Encouraging college students to ‘live life’

(*14*)Marc Fogel was at all times the fortunate one. No matter the difficult scenario, he appeared to land on his toes, like a cat, his buddies would say.

(*14*)Personable, athletic, a little foolish generally, the Pittsburgh-area native with that large radiant smile, the sq. jaw, the thick head of wavy hair, might chat up anybody. Things had been perpetually falling into place for him. A madcap thought to hitchhike from Prince George’s County, the place he was educating at a public center college, to see the 1994 Major League Baseball All-Star Game in Pittsburgh led to a likelihood encounter along with his future spouse, Jane, a highschool good friend he’d seen solely often since they graduated a decade-and-a-half earlier.

(*14*)Marc Fogel had a variety of wanderlust that was irresistible. Lying on a seaside in Thailand one New Year’s Eve in the mid-Nineteen Nineties, he and Jane got here up with a plan — they’d get married, have youngsters and train overseas. Jane informed her mom that she’d be again in eight months. It turned out to be 27 years.

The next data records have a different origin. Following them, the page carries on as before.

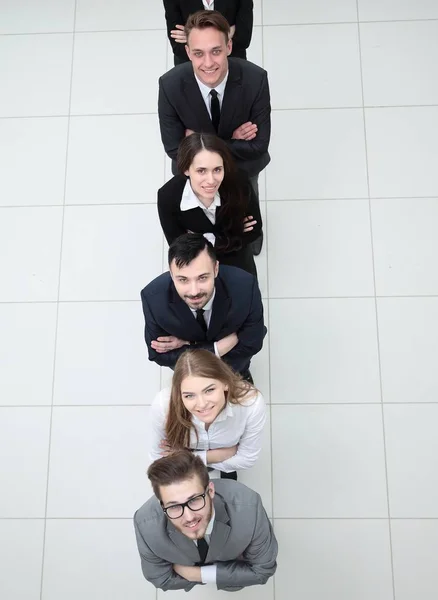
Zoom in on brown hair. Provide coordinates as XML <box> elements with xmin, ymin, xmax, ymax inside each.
<box><xmin>184</xmin><ymin>10</ymin><xmax>230</xmax><ymax>43</ymax></box>
<box><xmin>148</xmin><ymin>449</ymin><xmax>210</xmax><ymax>500</ymax></box>
<box><xmin>177</xmin><ymin>133</ymin><xmax>251</xmax><ymax>252</ymax></box>
<box><xmin>166</xmin><ymin>350</ymin><xmax>256</xmax><ymax>448</ymax></box>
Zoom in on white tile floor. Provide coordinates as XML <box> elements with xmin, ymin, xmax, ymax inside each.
<box><xmin>0</xmin><ymin>0</ymin><xmax>438</xmax><ymax>600</ymax></box>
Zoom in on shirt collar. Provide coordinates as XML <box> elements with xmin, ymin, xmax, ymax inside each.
<box><xmin>194</xmin><ymin>71</ymin><xmax>229</xmax><ymax>102</ymax></box>
<box><xmin>179</xmin><ymin>179</ymin><xmax>221</xmax><ymax>211</ymax></box>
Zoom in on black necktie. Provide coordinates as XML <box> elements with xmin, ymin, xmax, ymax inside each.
<box><xmin>210</xmin><ymin>90</ymin><xmax>221</xmax><ymax>133</ymax></box>
<box><xmin>198</xmin><ymin>538</ymin><xmax>208</xmax><ymax>565</ymax></box>
<box><xmin>196</xmin><ymin>308</ymin><xmax>207</xmax><ymax>333</ymax></box>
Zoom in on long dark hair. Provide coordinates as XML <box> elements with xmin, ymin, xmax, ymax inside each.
<box><xmin>165</xmin><ymin>349</ymin><xmax>257</xmax><ymax>449</ymax></box>
<box><xmin>177</xmin><ymin>133</ymin><xmax>250</xmax><ymax>252</ymax></box>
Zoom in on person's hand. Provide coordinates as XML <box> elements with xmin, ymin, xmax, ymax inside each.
<box><xmin>151</xmin><ymin>335</ymin><xmax>189</xmax><ymax>354</ymax></box>
<box><xmin>170</xmin><ymin>25</ymin><xmax>187</xmax><ymax>44</ymax></box>
<box><xmin>243</xmin><ymin>216</ymin><xmax>257</xmax><ymax>233</ymax></box>
<box><xmin>231</xmin><ymin>121</ymin><xmax>258</xmax><ymax>142</ymax></box>
<box><xmin>160</xmin><ymin>440</ymin><xmax>173</xmax><ymax>456</ymax></box>
<box><xmin>173</xmin><ymin>565</ymin><xmax>202</xmax><ymax>583</ymax></box>
<box><xmin>216</xmin><ymin>333</ymin><xmax>239</xmax><ymax>356</ymax></box>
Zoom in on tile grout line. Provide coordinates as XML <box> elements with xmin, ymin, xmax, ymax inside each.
<box><xmin>259</xmin><ymin>5</ymin><xmax>276</xmax><ymax>600</ymax></box>
<box><xmin>40</xmin><ymin>0</ymin><xmax>77</xmax><ymax>600</ymax></box>
<box><xmin>356</xmin><ymin>0</ymin><xmax>396</xmax><ymax>600</ymax></box>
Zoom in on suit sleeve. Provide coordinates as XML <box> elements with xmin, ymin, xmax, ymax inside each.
<box><xmin>227</xmin><ymin>72</ymin><xmax>271</xmax><ymax>160</ymax></box>
<box><xmin>141</xmin><ymin>293</ymin><xmax>214</xmax><ymax>369</ymax></box>
<box><xmin>157</xmin><ymin>190</ymin><xmax>187</xmax><ymax>246</ymax></box>
<box><xmin>163</xmin><ymin>0</ymin><xmax>185</xmax><ymax>54</ymax></box>
<box><xmin>224</xmin><ymin>277</ymin><xmax>266</xmax><ymax>366</ymax></box>
<box><xmin>242</xmin><ymin>176</ymin><xmax>263</xmax><ymax>246</ymax></box>
<box><xmin>134</xmin><ymin>516</ymin><xmax>196</xmax><ymax>592</ymax></box>
<box><xmin>232</xmin><ymin>0</ymin><xmax>254</xmax><ymax>50</ymax></box>
<box><xmin>158</xmin><ymin>78</ymin><xmax>186</xmax><ymax>160</ymax></box>
<box><xmin>216</xmin><ymin>497</ymin><xmax>278</xmax><ymax>591</ymax></box>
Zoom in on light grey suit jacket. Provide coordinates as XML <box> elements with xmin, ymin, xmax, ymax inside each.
<box><xmin>134</xmin><ymin>479</ymin><xmax>278</xmax><ymax>591</ymax></box>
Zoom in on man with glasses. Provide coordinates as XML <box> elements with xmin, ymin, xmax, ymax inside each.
<box><xmin>134</xmin><ymin>450</ymin><xmax>277</xmax><ymax>591</ymax></box>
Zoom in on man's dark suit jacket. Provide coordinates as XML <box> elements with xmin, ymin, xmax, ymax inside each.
<box><xmin>141</xmin><ymin>265</ymin><xmax>266</xmax><ymax>373</ymax></box>
<box><xmin>158</xmin><ymin>58</ymin><xmax>271</xmax><ymax>177</ymax></box>
<box><xmin>163</xmin><ymin>0</ymin><xmax>254</xmax><ymax>60</ymax></box>
<box><xmin>157</xmin><ymin>172</ymin><xmax>262</xmax><ymax>276</ymax></box>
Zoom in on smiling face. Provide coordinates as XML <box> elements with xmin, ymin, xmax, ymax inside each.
<box><xmin>170</xmin><ymin>249</ymin><xmax>219</xmax><ymax>310</ymax></box>
<box><xmin>186</xmin><ymin>27</ymin><xmax>232</xmax><ymax>88</ymax></box>
<box><xmin>184</xmin><ymin>150</ymin><xmax>224</xmax><ymax>207</ymax></box>
<box><xmin>160</xmin><ymin>475</ymin><xmax>214</xmax><ymax>540</ymax></box>
<box><xmin>181</xmin><ymin>375</ymin><xmax>228</xmax><ymax>425</ymax></box>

(*14*)They went to locations that evoked worry and clean stares amongst their family and friends. And they gushed about them. The nation home surrounded by flowers the place they lived exterior Medellín, Colombia; the house on the seaside in Oman the place their eldest son discovered to snorkel. An exception was Caracas, Venezuela, the place a neighbor was murdered and a pupil’s father was severely injured in a taking pictures. Their actions turned so restricted as a result of of security considerations that their sons, Sam and Ethan, staged what they jokingly name “a coup” to get the household to maneuver.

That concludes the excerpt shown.